“Italy is disappearing!”, shrieked like a vulture circling on his prey Elon Musk on Twitter, the platform now known as X, that the richest man in the world had bought as his world loudspeaker at the inflated price of 44 billion dollars.
The date was April 24, 2023. The message was seen by 5.3 million viewers and promptly sank like a lead balloon. There was no reaction. Italy did not even bother to issue a complaint. Why? The short answer is that statistics is a complicated science that should be left to statisticians.
Politicians and oligarchs with far too much cash and power, and inflated egos–when they venture into things they barely know–tend to get it wrong. Witness, among other examples, the barely disguised admiration of fascism by Henry Ford in the Roaring Twenties Gilded Age.

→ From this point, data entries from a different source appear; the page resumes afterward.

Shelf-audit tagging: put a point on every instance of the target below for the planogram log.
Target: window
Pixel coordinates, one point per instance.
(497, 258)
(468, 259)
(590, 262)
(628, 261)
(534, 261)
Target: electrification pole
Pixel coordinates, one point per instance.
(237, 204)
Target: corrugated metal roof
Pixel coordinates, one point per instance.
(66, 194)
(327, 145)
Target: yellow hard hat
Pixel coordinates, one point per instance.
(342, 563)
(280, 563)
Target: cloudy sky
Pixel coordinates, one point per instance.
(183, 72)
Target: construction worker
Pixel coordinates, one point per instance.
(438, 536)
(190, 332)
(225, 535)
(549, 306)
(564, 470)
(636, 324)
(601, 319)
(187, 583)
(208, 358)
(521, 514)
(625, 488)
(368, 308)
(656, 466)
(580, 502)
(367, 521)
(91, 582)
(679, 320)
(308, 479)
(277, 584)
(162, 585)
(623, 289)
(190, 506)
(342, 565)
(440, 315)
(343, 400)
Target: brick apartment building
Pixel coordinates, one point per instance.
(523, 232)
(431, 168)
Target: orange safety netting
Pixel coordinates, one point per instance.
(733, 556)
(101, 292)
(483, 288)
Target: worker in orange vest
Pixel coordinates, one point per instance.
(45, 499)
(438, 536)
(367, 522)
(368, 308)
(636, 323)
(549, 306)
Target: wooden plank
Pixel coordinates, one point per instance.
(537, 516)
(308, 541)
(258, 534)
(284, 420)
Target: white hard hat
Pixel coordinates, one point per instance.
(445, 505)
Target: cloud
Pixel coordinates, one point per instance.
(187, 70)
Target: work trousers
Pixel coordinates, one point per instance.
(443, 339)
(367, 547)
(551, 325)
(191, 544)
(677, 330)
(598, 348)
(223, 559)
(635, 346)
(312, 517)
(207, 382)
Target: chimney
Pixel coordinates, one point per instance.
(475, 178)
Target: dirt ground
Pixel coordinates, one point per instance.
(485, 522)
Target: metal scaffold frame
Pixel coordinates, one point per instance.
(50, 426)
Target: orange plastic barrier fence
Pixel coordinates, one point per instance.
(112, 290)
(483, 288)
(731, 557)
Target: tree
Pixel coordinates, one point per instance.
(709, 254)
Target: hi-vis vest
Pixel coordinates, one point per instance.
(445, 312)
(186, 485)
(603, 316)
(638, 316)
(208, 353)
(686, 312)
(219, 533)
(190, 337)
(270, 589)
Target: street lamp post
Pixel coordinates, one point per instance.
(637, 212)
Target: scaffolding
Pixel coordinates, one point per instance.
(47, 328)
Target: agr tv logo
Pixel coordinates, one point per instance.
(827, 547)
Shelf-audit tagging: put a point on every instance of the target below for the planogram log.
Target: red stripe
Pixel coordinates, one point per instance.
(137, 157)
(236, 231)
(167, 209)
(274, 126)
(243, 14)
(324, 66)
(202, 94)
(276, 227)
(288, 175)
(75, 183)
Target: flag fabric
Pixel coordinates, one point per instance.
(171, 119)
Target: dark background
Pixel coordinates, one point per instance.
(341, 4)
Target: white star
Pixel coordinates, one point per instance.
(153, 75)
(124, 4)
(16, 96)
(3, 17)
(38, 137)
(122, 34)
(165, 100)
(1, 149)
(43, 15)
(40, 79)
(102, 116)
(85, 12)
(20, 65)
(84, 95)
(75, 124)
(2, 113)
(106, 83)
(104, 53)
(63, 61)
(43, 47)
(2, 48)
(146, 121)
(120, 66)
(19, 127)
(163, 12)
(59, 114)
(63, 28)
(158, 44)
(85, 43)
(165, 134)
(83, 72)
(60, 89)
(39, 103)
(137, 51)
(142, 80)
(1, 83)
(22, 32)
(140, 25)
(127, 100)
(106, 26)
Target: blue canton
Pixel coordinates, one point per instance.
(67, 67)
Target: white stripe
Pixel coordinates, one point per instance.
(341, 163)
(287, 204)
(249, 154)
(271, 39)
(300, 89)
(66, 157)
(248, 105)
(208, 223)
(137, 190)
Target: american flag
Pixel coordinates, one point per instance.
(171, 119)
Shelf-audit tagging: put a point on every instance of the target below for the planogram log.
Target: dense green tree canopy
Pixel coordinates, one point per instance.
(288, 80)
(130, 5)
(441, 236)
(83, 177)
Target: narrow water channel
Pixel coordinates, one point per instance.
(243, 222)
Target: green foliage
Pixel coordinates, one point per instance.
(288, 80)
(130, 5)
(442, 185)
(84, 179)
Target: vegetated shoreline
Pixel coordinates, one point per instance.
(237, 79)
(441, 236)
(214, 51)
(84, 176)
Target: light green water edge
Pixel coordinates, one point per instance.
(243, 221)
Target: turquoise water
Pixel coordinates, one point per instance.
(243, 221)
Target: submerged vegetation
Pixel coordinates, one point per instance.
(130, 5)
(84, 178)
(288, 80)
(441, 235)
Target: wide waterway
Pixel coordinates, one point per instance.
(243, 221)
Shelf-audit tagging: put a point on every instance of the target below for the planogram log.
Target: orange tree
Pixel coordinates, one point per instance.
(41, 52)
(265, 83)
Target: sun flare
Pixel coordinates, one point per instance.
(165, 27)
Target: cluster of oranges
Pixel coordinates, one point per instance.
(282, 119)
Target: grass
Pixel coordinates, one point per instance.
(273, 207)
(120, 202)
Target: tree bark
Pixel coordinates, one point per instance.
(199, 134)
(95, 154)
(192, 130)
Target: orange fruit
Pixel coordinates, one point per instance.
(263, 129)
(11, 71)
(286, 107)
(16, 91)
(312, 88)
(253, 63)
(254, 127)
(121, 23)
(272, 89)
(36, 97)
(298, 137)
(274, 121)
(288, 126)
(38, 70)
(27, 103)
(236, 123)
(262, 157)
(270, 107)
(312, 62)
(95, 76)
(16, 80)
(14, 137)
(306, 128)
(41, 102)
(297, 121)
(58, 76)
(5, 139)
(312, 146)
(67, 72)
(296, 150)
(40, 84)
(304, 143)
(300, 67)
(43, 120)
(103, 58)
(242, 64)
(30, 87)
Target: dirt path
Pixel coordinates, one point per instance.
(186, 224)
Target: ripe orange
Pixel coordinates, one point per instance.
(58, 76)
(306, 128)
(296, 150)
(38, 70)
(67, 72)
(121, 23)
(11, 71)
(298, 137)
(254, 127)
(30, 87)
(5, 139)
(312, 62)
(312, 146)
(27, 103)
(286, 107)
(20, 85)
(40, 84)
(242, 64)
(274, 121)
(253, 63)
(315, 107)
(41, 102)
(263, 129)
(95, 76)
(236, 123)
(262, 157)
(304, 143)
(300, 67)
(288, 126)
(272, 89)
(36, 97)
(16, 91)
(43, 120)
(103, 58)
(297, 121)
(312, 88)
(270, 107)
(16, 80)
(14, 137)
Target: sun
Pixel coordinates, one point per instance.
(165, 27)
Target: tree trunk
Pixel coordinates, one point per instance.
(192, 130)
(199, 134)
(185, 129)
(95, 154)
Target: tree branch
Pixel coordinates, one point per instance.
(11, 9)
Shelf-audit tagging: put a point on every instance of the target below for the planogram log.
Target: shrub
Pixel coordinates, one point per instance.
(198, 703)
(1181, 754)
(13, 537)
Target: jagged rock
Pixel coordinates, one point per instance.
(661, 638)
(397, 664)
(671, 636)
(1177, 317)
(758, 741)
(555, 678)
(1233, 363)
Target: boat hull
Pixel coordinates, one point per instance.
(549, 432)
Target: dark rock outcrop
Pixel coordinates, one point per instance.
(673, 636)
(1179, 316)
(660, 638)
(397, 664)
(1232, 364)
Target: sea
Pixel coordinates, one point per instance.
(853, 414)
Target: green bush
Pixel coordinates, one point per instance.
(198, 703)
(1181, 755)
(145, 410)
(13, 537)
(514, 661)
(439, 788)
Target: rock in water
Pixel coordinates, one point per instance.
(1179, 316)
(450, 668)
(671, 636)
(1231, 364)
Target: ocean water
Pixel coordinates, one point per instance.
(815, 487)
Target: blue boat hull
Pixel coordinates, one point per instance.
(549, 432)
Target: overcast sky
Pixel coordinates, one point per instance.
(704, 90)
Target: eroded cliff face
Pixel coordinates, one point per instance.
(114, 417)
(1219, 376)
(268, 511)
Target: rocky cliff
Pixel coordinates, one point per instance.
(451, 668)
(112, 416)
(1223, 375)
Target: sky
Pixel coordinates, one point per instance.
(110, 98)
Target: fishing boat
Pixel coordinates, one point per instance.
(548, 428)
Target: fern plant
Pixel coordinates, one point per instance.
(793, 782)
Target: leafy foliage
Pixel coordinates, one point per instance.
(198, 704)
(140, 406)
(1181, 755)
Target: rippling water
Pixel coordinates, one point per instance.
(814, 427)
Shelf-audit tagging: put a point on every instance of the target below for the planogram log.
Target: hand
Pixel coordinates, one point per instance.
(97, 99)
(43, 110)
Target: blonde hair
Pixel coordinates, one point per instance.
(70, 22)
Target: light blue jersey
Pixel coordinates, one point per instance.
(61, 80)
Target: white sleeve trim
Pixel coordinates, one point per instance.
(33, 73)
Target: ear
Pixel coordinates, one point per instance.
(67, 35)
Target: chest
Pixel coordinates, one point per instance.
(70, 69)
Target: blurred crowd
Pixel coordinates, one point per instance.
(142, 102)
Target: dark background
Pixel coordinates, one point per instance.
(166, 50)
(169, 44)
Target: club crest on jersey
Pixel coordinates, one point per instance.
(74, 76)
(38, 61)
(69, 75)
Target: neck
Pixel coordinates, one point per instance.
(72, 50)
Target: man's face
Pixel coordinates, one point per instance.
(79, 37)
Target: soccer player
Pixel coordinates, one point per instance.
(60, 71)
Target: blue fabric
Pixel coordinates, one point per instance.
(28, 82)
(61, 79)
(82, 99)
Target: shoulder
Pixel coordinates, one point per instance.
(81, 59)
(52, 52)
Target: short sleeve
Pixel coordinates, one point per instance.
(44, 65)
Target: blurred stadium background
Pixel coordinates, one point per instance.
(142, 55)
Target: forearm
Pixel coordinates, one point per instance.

In reality, barring a disaster of cosmic (or nuclear!) proportions, Italy is “not” disappearing anytime soon. Its shaky demographics, however, places it with other countries in the danger zone of a serious population decline between now and the end of this century.
The warning, carefully non-political and wrapped in technical language, is contained in the World Population Prospect 2024, the comparative survey published by the UN every two years. Global population, it projects, will decline by 14 percent in thirty years.
It is anticipated that China, recently overtaken by India as the most populous country, will lose 204 million people in 2024-2054. Japan and Russia will follow, with population losses respectively of 21 and 10 million. In Europe, despite Italy’s demographic decline, from 59.4 million residents last year to 50.4 in 2054, the overall population should remain relatively stable, in parts due to emergency migrations caused by the war in Ukraine.
On a global scale, the UN projections expect that migrations from the Global South to the Northern Hemisphere will continue. About the anti-migration rhetorics, a point that diplomatically the UN are trying to make is that unilateral measures such as forcible repatriations or mass expulsions, like tariffs and sanctions never work. They mostly destroy wealth.
The message applies also to Italy that now, even with historically low unemployment down to 5.7% (lower than Sweden) suffers from an acute shortage of qualified manpower, restrictive union practices, antiquated bureaucracy and low productivity- all reforms that Italy urgently needs, and non-obstructive migrant policies could provide.